It started as a normal drive. I’d done an interview with an international identity and was giving him a lift back to his Sydney hotel. Somewhere between point A and B, I got lost.
I have to explain that point A and B were less than 3km apart, on a straightforward route I’ve travelled many times.
He noted that I seemed flustered. “I’ve been to Sydney five times, I can guide you,” he said. I took up his offer and we got there without fuss. Once we pulled over he commented gently, “This is a main city street.” I started fumbling. “I don’t come to the city often. I’m from Melbourne originally, then I lived in Byron …” and suddenly I stopped.
“OK. I have some form of strange dyslexia. I don’t know what it is. I’m great with words and grammar, so it isn’t that, but directions defeat me.”
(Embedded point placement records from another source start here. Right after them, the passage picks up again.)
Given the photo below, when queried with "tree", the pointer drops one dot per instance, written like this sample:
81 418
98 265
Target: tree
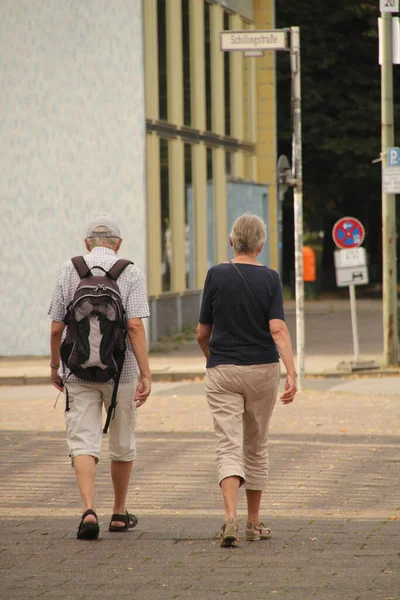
340 115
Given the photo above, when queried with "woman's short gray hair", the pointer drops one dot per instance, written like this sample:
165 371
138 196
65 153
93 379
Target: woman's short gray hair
248 234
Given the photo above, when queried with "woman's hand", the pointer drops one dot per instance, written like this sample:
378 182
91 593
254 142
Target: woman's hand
290 390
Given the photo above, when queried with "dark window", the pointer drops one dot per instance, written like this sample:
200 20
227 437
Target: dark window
207 40
210 209
186 62
165 223
189 219
162 58
228 163
227 81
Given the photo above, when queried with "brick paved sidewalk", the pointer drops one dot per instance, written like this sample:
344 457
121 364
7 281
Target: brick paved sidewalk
333 503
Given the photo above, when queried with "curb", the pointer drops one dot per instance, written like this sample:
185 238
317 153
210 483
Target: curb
21 380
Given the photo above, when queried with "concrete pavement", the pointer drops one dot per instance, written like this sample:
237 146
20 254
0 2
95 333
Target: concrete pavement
333 503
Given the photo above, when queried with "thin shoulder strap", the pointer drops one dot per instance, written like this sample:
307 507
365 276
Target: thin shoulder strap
81 267
258 303
118 268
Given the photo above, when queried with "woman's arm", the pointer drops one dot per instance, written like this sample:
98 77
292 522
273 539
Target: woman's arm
281 337
203 335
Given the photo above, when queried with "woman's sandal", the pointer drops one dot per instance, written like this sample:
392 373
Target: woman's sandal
88 531
129 520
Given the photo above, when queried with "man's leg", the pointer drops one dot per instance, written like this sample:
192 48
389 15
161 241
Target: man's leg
85 472
230 492
253 506
122 444
120 475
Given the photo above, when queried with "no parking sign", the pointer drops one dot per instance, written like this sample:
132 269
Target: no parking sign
348 233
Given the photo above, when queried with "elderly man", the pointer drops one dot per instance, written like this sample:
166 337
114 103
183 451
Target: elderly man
86 398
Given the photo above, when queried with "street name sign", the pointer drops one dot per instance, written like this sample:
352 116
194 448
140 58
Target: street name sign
272 39
391 180
348 233
389 5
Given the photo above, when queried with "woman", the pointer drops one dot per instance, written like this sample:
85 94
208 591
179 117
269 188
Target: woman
242 332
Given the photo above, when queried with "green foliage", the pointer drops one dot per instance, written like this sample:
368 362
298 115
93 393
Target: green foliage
340 109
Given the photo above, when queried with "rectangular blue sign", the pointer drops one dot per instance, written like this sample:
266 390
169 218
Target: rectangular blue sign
393 157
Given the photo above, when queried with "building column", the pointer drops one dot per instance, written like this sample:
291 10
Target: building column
176 146
252 114
237 129
153 204
264 18
199 151
218 126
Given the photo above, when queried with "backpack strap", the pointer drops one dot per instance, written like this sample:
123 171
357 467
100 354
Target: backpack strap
81 267
118 268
Once on a blog site called Dr Metablog I found reference to the book The Accidental Tourist, in which a character had “geographical dyslexia”.
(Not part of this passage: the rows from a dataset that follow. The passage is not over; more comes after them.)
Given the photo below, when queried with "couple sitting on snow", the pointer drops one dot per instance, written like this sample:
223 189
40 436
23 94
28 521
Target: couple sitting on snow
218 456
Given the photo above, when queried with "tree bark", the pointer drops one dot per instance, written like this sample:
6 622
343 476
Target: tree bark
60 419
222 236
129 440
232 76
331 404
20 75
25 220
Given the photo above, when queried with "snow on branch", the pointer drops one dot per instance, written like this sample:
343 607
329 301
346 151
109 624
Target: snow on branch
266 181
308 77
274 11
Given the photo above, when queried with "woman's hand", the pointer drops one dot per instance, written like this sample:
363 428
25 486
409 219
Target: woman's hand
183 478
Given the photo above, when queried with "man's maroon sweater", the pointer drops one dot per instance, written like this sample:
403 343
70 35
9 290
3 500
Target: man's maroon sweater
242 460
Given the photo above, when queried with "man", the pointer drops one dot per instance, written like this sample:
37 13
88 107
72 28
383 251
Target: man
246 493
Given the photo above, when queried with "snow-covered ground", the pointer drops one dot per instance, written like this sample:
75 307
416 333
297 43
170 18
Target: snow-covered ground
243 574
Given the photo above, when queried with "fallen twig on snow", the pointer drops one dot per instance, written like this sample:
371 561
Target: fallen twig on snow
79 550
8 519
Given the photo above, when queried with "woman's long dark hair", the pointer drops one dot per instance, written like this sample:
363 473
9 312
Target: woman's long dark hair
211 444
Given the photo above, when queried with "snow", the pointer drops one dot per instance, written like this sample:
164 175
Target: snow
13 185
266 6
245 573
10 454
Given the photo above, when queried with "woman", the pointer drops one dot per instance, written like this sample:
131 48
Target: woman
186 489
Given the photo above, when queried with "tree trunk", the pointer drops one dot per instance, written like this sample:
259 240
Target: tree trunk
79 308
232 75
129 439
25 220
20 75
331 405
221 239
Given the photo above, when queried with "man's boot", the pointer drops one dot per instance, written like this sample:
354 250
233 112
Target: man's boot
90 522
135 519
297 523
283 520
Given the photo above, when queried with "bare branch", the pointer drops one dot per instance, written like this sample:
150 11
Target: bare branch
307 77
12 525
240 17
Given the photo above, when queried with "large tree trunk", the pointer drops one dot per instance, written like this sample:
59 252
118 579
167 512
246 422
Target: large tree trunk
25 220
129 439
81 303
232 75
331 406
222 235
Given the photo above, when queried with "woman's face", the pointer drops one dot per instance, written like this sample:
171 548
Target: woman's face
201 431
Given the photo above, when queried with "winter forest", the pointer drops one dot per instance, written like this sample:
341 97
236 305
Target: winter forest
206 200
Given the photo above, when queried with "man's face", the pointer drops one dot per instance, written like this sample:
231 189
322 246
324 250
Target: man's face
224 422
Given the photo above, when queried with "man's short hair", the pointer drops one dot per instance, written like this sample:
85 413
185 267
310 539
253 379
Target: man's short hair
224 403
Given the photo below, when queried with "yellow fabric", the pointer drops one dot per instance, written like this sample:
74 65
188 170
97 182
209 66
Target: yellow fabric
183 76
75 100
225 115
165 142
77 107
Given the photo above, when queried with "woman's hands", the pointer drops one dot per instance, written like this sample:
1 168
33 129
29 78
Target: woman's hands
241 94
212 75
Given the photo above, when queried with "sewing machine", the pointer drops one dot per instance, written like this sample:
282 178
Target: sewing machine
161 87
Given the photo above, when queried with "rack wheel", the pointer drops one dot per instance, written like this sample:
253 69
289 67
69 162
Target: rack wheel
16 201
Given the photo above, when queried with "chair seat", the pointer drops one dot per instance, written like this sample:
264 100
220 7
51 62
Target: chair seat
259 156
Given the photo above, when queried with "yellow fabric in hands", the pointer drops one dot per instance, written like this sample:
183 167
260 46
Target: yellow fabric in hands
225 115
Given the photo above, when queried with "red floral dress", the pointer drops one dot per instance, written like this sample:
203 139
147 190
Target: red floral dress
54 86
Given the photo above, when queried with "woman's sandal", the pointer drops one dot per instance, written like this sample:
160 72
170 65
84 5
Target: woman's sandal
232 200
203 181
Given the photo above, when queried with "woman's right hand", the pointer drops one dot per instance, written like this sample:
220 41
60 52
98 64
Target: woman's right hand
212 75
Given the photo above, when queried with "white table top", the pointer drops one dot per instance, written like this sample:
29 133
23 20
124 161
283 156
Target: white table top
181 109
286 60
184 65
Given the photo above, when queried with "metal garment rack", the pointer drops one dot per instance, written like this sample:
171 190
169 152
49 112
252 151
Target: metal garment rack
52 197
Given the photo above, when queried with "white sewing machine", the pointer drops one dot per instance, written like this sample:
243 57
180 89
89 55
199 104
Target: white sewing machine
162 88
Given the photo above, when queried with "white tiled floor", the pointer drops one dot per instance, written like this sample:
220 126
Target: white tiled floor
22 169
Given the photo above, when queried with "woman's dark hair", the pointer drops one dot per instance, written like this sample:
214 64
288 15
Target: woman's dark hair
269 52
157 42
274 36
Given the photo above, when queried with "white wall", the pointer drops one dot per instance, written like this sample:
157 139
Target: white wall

The blogger says: “There’s a class of people (I’m one of them) who are chronically lost; who take a few steps in a strange city and can’t find their way back to the hotel; who don’t know how to exit the building they’ve entered because they’ve strolled a corridor or two; who are totally befuddled and even panicked when they drive into a familiar intersection from an unaccustomed direction; who break into a cold sweat when someone says, ‘You know how to get home — just reverse the directions’; and who, because they’re frequently lost, are subject to ridicule and mockery.”
I felt good having told the truth to my interviewee. I even texted him afterwards to tell him that on the way back I ended up on a freeway that took me over the Harbour Bridge. I came back through peak-hour traffic, and the five-minute journey back along one street became a one-hour, 40-minute hell ride.
After many years of shame I can laugh at myself now. We’re all flawed. This person knows my work and asked to do an exclusive with me, so I’m clearly competent at lots of things. That I’m disabled in logical matters such as distance from other objects, direction or simple maths is finally OK. In fact, I presume it’s what pushed me to develop other skills.
Before he got out of the car he shared with me his fear of flying. Although he zips around the world, there’s not a time he isn’t secretly wet with fear.
I consoled myself with this story of human vulnerability the whole long, bumper-to-bumper journey home.